Core Courses and Other Requirements (M.S. and Ph.D.)
Five core courses will be offered, and at least three must be successfully completed by all students entering the Fisheries Science AOS. The requirements may be waived if equivalent course work has been obtained elsewhere, or if the student and his/her Research Advisory Committee successfully petition the Fisheries Science AOS Committee.
- Fisheries Science and Management - This course covers the basic principles of aquatic productivity, fish and invertebrate population biology, the harvest and conservation of resources, assessment of yield potentials, and fishery management practices.
- Fisheries Ecology ‐ This course covers the biological processes that affect the productivity, abundances, and distributions of fish and invertebrate resources. The course include life history theory, predator‐prey relationships, bioenergetics, trophic ecology, and zoogeography.
- Aquaculture ‐ This course covers the theory and practices of modern aquaculture of fishes and invertebrates. The course include coverage on water quality, production systems, extensive and intensive approaches, culture genetics, and fish diseases and management.
- Quantitative Fisheries Science - This course covers factors affecting the stability and resilience of exploited marine and estuarine populations. Basic ecological models and applied fisheries models are presented in theoretical and practical frameworks. It is recommended that either Fisheries Science and Management or Fisheries Ecology is taken prior to this course.
- Graduate Level Course in Oceanography (physical, chemical or biological) or Stream Ecology - The courses cover major and minor elements, composition of seawater, seawater ionic structure and interactions, nutrient distributions, biogeochemical cycles and the biology of marine organisms.

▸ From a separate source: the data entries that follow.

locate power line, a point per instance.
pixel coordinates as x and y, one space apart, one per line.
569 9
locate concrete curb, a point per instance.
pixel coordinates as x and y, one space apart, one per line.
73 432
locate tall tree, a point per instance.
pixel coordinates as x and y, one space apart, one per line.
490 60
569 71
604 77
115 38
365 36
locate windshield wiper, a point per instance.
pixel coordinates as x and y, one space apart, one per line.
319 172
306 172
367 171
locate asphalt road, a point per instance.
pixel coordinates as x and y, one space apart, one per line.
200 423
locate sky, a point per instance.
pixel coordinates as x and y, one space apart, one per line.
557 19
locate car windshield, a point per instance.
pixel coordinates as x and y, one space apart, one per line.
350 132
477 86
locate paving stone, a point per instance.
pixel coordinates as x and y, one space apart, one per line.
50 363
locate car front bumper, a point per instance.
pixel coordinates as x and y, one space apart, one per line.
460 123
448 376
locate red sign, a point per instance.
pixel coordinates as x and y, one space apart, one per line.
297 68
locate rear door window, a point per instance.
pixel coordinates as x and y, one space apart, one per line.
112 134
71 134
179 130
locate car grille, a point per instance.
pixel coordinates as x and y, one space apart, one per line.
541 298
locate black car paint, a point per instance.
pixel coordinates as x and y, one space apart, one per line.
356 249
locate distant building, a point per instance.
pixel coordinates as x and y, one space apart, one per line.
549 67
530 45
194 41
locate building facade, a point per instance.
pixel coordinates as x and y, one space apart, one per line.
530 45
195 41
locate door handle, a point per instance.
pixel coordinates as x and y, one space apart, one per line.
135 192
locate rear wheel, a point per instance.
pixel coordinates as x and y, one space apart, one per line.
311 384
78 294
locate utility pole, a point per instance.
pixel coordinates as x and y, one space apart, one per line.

Students will obtain most of their academic course work from a broad array of relevant courses presently available throughout the USM. Each student and his/her RAC will design a course of study to be approved by the Fisheries AOS. Curricular requirements are purposely flexible, yet rigorous, to accommodate the diverse needs of students in fisheries science.
In addition, the following core courses are required:
- A 400 or 600 level course from one of the other MEES AOSs (from an approved list, which can include 2, 4, and 5 above).
- One course or seminar in Environmental Management (1 or 4 above satisfies this requirement; any such 3‐4 credits course can satisfy 6 above).
- A course in Statistics/Biostatistics (600 level for the Ph.D.; 400 level for the M.S.).
- Courses in Experimental Design and Analysis and in Scientific Writing are strongly recommended.
- One graduate level seminar for each year in residence (on average).